Fine-tune AI models with your agency data. Custom LoRA adapters with traffic routing and A/B testing for continuously improving AI performance.
XeroFlow extracts training data from your agency's actual usage — chat conversations, intent classifications, knowledge base entries, and AI interaction patterns. Five extractors produce different dataset types: QA pairs, intent examples, RAG chunks, knowledge entries, and combined sets. Data is automatically anonymized to remove PII before being used for training. Datasets export as JSONL and archive to R2.
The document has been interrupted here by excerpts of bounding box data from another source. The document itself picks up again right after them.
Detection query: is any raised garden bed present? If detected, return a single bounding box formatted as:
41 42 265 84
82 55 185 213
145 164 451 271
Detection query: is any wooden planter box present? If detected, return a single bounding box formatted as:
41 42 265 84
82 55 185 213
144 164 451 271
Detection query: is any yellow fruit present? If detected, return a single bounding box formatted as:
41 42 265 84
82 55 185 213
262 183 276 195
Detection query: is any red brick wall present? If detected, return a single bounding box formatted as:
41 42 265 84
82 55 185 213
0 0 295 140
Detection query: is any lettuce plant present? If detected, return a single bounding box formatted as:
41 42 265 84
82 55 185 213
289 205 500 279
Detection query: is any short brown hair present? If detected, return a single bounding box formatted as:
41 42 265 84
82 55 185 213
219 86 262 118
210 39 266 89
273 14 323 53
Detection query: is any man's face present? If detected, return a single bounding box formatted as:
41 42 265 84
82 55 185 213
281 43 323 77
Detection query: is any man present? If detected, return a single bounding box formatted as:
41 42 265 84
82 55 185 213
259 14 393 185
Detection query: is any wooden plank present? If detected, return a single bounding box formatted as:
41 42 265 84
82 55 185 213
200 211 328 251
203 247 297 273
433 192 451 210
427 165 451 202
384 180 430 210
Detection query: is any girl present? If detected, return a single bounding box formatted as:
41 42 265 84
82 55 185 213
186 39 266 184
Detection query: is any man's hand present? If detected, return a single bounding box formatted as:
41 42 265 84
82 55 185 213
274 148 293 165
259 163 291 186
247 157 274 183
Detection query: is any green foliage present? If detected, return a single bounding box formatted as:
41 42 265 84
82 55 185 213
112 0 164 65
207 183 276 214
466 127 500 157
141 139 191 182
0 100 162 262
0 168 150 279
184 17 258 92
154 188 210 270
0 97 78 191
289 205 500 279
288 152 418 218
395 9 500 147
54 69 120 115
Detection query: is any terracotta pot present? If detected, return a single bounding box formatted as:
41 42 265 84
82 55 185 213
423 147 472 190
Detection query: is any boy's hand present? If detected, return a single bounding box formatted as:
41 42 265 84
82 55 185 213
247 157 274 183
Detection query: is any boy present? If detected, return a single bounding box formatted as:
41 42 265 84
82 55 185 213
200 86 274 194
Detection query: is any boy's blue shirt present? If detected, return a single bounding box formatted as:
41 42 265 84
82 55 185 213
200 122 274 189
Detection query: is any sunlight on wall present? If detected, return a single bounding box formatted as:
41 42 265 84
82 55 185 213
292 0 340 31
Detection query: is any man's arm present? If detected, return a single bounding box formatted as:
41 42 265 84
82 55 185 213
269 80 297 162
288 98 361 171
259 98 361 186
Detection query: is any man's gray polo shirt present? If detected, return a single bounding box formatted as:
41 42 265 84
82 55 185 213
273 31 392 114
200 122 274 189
Upload, activate, and retire LoRA adapters through the admin UI. Each adapter has metadata — training dataset, base model, creation date, and performance metrics. The system supports multiple active adapters simultaneously with weighted traffic routing, so you can gradually shift traffic from the base model to a new adapter as confidence in its performance grows.
Route a percentage of AI requests to different adapters to compare performance. Start a new adapter at 10% traffic, monitor quality metrics, and gradually increase to 100% as results validate. If an adapter underperforms, roll back instantly by adjusting traffic weights. This approach eliminates the risk of deploying a poorly trained adapter to your entire team.
Track adapter performance with metrics collected from every AI interaction — response helpfulness ratings, intent classification accuracy, response latency, and user feedback scores. Compare adapter performance against the base model and against each other. The metrics dashboard shows trends over time so you can see whether your latest training run actually improved the model for your agency's specific use cases.